You may be confused because similar lactic acid bacteria are used to produce lactic acid in cheese and cultured dairy products. But the source of dairy here is the milk — not the culture. Besides vegetable decontamination, lactic acid is used in wide variety of foods, including candy coating, dressing and sauces, prepared meals, as well as cosmetics applied directly on the skin.
PURAC is the world’s largest producer of lactic acid, which has been in commercial production since 1935. PURAC lactic acid is considered natural and organic, made from sustainable ingredients. It is also kosher.
The salt derivative lactate is widely used as an antimicrobial in the meat industry.

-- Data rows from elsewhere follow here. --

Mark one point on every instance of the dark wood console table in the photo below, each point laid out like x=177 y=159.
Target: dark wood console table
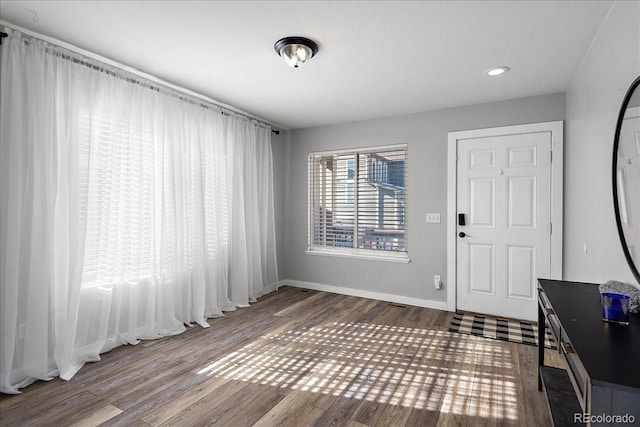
x=602 y=378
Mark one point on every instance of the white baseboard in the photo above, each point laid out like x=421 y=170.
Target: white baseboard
x=398 y=299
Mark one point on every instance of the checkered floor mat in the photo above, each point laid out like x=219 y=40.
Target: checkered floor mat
x=499 y=329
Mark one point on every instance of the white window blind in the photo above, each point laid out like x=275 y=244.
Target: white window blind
x=357 y=200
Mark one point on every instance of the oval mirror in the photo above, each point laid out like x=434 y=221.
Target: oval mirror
x=626 y=177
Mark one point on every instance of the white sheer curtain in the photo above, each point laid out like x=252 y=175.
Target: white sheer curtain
x=126 y=212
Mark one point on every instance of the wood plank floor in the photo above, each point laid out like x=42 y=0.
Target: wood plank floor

This should answer your obvious consumer’s concerns about the use of lactic acid in food. If you have any questions regarding lactic acid and its derivatives, we would be happy to respond.
— Jan Payne
Business Development Mgr/Preservation
OK, three strikes with a wet noodle for the Pundit. We certainly wish we had clarified the situation up front.

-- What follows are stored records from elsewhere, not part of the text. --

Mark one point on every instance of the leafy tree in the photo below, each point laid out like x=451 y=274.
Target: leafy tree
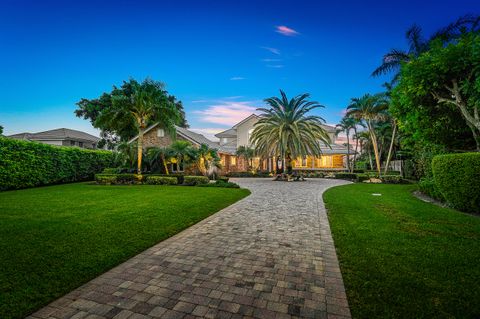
x=417 y=44
x=97 y=110
x=287 y=130
x=247 y=153
x=346 y=125
x=369 y=108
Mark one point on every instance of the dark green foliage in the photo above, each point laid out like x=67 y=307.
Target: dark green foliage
x=347 y=176
x=195 y=180
x=428 y=187
x=161 y=180
x=401 y=257
x=28 y=164
x=54 y=239
x=220 y=183
x=457 y=177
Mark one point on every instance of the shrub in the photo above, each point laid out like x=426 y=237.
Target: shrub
x=347 y=176
x=457 y=177
x=110 y=171
x=28 y=164
x=106 y=179
x=392 y=179
x=428 y=187
x=195 y=180
x=161 y=180
x=220 y=183
x=362 y=177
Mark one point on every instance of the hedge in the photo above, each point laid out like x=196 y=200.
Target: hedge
x=161 y=180
x=195 y=180
x=457 y=177
x=28 y=164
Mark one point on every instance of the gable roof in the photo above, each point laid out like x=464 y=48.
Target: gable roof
x=186 y=134
x=57 y=134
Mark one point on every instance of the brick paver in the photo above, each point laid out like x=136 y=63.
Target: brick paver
x=270 y=255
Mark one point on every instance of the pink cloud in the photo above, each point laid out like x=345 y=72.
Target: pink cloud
x=226 y=112
x=284 y=30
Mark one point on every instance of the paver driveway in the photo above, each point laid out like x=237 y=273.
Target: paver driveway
x=270 y=255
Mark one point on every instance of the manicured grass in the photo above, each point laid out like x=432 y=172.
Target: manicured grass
x=404 y=258
x=53 y=239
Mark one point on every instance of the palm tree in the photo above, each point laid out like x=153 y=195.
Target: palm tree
x=371 y=109
x=247 y=153
x=346 y=125
x=286 y=130
x=417 y=44
x=147 y=101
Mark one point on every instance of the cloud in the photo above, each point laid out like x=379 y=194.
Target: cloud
x=226 y=112
x=272 y=50
x=286 y=31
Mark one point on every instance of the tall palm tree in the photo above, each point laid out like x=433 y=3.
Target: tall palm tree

Of course, with publications such as The New York Times going on about FreshRinse and milk, we doubt we were the only ones confused. In fact, we know that was not the case because we received e-mails from industry members trying to make heads or tails out of The New York Times article.
We are, of course, pleased to set the record straight and glad the product doesn’t raise issues related to milk.
We think the lesson for the industry as a whole and for individual companies, though, is the danger in going for a PR splash when you are dealing with issues such as food safety.
Very predictably, William Neuman, the author of the piece in The New York Times, tried to vet the claims Fresh Express was making by calling on a national produce trade association. Quite logically, he called David Gombas, whose position at United Fresh is Senior Vice President for Food Safety and Technology. Did David deliver a ringing endorsement of this new product as a major food safety advance? No, actually, he said he didn’t know anything about it:
Fresh Express is a member of the produce association, but Mr. Gombas said that he was not aware of the company’s plans or the results of its research.
How hard would it have been to give United, PMA and the California Leafy Greens Marketing Agreement a briefing on the matter so they could speak intelligently about it? Instead, they sound uninformed, and consumer confidence in the competency of the industry was lessened.
In fact, the confidence in FreshRinse was lessened. How much better for the future of the product if reputable scientists and technical experts, not paid or employed by Fresh Express, expressed confidence in the product.
Perhaps this wash will prove desirable. We hope it is a food safety advance. We also hope that companies in the industry will think beyond their immediate interests and think about the delicate condition of consumer and regulatory confidence.
Many thanks to Dan Cohen, Brad Murphy, John Mount and Jan Payne for standing vigil on our scientific content.